In the field of literature and art, in 1982, the People's Republic of China sent an acrobatic troupe to visit Gabon for the first time. Later, it sent art troupes to Gabon for performances many times, all of which were welcomed and well received by the Gabonese government and people. In 1985, Gabon also sent a dance troupe to visit and perform in China. In February 2014, Gabon National Television also cooperated with China Radio International to launch the Chinese TV series "The Good Times of Daughter-in-law" in Gabon for the first time. In the field of education, in 1975, one year after the establishment of diplomatic relations between China and Gabon, the government of the People's Republic of China began to provide government scholarships to Gabon. In Gabon, some higher education institutions such as Omar Bongo University have also opened Chinese courses. Among them, Bongo University and Tianjin Foreign Studies University of the People 's Republic of China jointly established the first Confucius Institute in Gabon in 2018.

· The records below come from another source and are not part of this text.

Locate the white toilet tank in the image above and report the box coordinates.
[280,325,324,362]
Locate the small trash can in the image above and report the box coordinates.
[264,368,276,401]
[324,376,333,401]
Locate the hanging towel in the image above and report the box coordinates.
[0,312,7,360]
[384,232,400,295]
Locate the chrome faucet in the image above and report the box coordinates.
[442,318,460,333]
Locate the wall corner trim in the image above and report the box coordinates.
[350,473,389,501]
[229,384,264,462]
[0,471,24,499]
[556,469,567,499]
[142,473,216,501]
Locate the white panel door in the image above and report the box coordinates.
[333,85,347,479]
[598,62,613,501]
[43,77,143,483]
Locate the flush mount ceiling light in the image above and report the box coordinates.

Since the establishment of diplomatic relations, China has provided a lot of humanitarian assistance to Gabon, including the construction of the National Assembly Building, the Senate Building Friendship and some schools. In addition, China has provided Gabon with preferential loans to assist the country in building various facilities, such as a new building for the Gabonese national broadcaster in 2007. It has also provided Gabon with agricultural and animal husbandry technical support for a long time. After the outbreak of COVID-19 in Gabon, the Chinese government has successively provided Gabon with multiple batches of anti-epidemic materials and 400,000 doses of vaccines, and carried out anti-epidemic experience exchanges and cooperation with Gabon Chinese companies and institutions have also donated epidemic prevention materials. After the outbreak of COVID-19 in Gabon China has also donated epidemic prevention materials.

== Political relations ==
Gabon follows the one China principle. It recognizes the People's Republic of China as the sole government of China and Taiwan as an integral part of China's territory, and supports all efforts by the PRC to "achieve national reunification". It also considers Hong Kong, Xinjiang and Tibet to be China's internal affairs.

== Other cooperation ==
In 2009, the People's Liberation Army held a joint humanitarian and medical training practice in Gabon which was the PLA's first joint military exercise conducted in Africa.

On its 2017 medical mission to Africa, the People's Liberation Army Navy hospital ship Peace Ark traveled to Gabon.'

In June 2020, Gabon was one of 53 countries that backed the Hong Kong national security law at the United Nations. In 2021, Gabon signed a letter to the UN stating, "Hong Kong, Xinjiang, and Tibet-related issues are China’s internal affairs that brook no interference."